Generative Framework for Personalized Persuasion: Inferring Causal, Counterfactual, and Latent Knowledge

TL;DR

The paper proposes a generative framework that combines causal discovery, counterfactual inference, and latent knowledge estimation to personalize persuasive dialogue. By representing dialogues as state-action sequences, recovering latent OCEAN traits with TP3M, and uncovering strategy-level causality via GRaSP, it generates principled counterfactual actions through BiCoGAN and CI-KQR, then optimizes dialogue policies with D3QN. Key findings show that incorporating causal structure and latent factors substantially improves persuasive outcomes (donations) and Q-values, with strong latent-trait predictions (R^2 ≈ 0.83) and robust causal graphs.

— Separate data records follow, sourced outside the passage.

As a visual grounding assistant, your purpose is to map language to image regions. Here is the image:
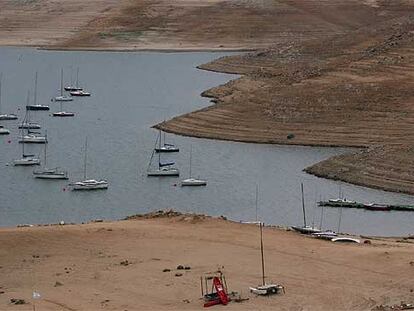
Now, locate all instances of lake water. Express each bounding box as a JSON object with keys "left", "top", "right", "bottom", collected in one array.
[{"left": 0, "top": 48, "right": 414, "bottom": 235}]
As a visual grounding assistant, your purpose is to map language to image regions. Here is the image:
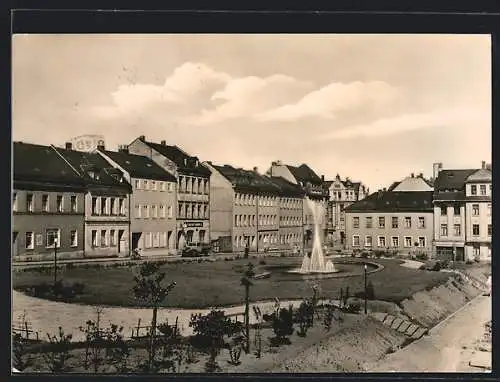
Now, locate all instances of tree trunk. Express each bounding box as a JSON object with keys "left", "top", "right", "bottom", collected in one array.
[{"left": 149, "top": 306, "right": 158, "bottom": 371}]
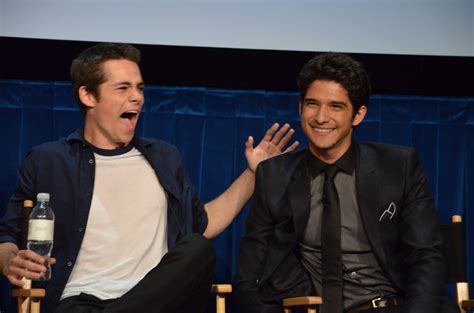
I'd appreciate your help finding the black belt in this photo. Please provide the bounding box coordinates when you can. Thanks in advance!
[345,296,402,313]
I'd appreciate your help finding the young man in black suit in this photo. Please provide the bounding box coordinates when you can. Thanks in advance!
[236,53,455,313]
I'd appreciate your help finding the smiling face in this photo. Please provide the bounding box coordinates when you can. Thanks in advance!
[79,59,144,149]
[300,80,367,164]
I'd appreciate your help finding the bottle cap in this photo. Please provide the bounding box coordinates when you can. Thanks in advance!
[36,192,49,201]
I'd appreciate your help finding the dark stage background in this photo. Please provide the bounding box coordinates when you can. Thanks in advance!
[0,37,474,313]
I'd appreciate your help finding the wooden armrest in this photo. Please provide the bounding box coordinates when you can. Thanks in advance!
[461,300,474,309]
[283,297,323,306]
[12,288,46,298]
[211,284,232,294]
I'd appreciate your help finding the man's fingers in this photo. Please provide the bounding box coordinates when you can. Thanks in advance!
[7,275,25,287]
[10,250,46,273]
[17,250,46,264]
[284,141,300,153]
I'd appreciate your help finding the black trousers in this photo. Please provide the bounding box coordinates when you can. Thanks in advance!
[54,234,215,313]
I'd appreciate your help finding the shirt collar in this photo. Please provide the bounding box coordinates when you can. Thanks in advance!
[308,141,357,179]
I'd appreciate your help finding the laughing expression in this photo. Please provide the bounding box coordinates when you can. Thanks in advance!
[300,80,367,163]
[79,59,144,149]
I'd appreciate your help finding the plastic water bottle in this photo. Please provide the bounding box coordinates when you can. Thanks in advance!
[27,193,54,281]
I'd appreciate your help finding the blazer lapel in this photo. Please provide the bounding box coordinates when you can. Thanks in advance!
[356,145,386,265]
[288,156,311,239]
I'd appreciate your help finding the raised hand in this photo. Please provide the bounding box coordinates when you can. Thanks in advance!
[245,123,299,172]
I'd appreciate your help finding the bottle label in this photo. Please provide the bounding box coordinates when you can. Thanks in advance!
[28,219,54,241]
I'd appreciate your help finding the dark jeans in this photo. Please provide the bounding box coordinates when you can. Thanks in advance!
[55,234,215,313]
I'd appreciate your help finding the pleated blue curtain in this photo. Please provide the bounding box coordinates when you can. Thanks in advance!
[0,81,474,312]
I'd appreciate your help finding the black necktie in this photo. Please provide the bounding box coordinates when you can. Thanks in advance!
[321,165,342,313]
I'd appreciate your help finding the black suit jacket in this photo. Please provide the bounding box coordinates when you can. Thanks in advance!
[236,144,445,313]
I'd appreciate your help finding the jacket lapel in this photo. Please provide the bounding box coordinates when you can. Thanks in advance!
[356,145,386,265]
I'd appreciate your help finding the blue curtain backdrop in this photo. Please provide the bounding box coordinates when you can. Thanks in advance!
[0,81,474,313]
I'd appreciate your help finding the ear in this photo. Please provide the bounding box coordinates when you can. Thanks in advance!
[78,86,97,108]
[352,105,367,126]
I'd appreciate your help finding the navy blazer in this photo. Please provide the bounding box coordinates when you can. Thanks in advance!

The work advances socially beneficial persuasive AI, demonstrating improved data efficiency, interpretability via counterfactuals, and adaptable personalization, while addressing ethics and reproducibility considerations for real-world deployment.

Abstract

We hypothesize that optimal system responses emerge from adaptive strategies grounded in causal and counterfactual knowledge. Counterfactual inference allows us to create hypothetical scenarios to examine the effects of alternative system responses. We enhance this process through causal discovery, which identifies the strategies informed by the underlying causal structure that govern system behaviors. Moreover, we consider the psychological constructs and unobservable noises that might be influencing user-system interactions as latent factors. We show that these factors can be effectively estimated. We employ causal discovery to identify strategy-level causal relationships among user and system utterances, guiding the generation of personalized counterfactual dialogues. We model the user utterance strategies as causal factors, enabling system strategies to be treated as counterfactual actions. Furthermore, we optimize policies for selecting system responses based on counterfactual data. Our results using a real-world dataset on social good demonstrate significant improvements in persuasive system outcomes, with increased cumulative rewards validating the efficacy of causal discovery in guiding personalized counterfactual inference and optimizing dialogue policies for a persuasive dialogue system.

Figures (8)

• Figure 1: Schema of our hypothesis. An observed state transition $\{(s_{t}, a_{t}, s_{t+1})\}^{T-1}_{t=0}$, where $s_t$ is the user state at time $t$, $a_t$ is the action taken by the system, and $s_{t+1}$ is the next user state, follows the rules of a structural causal model Pearl2009 while accounting for hidden psychological constructs ($\mathcal{L}$) and unobserved noises ($\varepsilon$). Identified causal relations among strategies make it easier to draw well-founded counterfactual states and actions to achieve the desired persuasion outcomes.
• Figure 2: Generative framework for personalized causality-driven counterfactual persuasions. We represent the persuadEE and persuadER utterances as BERT-embedded state-action sequences. TP3M recovers the latent personality dimensions using the state-action sequences and the associated EE OCEAN values in every dialogue. The strategies associated with the utterances are obtained by fine-tuning two GPT-2 models, and the causal relationships between EE and ER strategies are discovered by GRaSP, which will then guide the construction of counterfactual actions. The counterfactual data are created using BiCoGAN, or via kernel quantile regression (not shown here but in Fig. \ref{['fig:kqr_model']}), by utilizing the estimated latent personality dimensions and the counterfactual actions obtained by the RB model. Finally, D3QN learns the optimal system response policies, with the donation amounts as reward values, to improve persuasion outcomes.
• Figure 3: Novel extension of BiCoGAN. (a) Training with TP3M, generator $G$, encoder $E$, and discriminator $D$. (b) Discovered casual graph links the GPT-2 and retrieval-based models to generate via the trained generator $G_{T}$ the counterfactual action $a^{'}_{t}$ and next state $s^{'}_{t+1}$.
• Figure 4: KQR employs two networks: ParentNet optimizes $\tau$, yielding $\hat{\tau}$, which controls the prediction of counterfactual next state $S'_{t+1}$ by ChildNet based on ($S_{t}$, $A'_{t}$, $\mathcal{\hat{L}}_{+1}$) as input.
• Figure 5: Top four CCA correlations, along with their distributions, verify the strong correlation between the ground truth and the TP3M-predicted OCEAN values.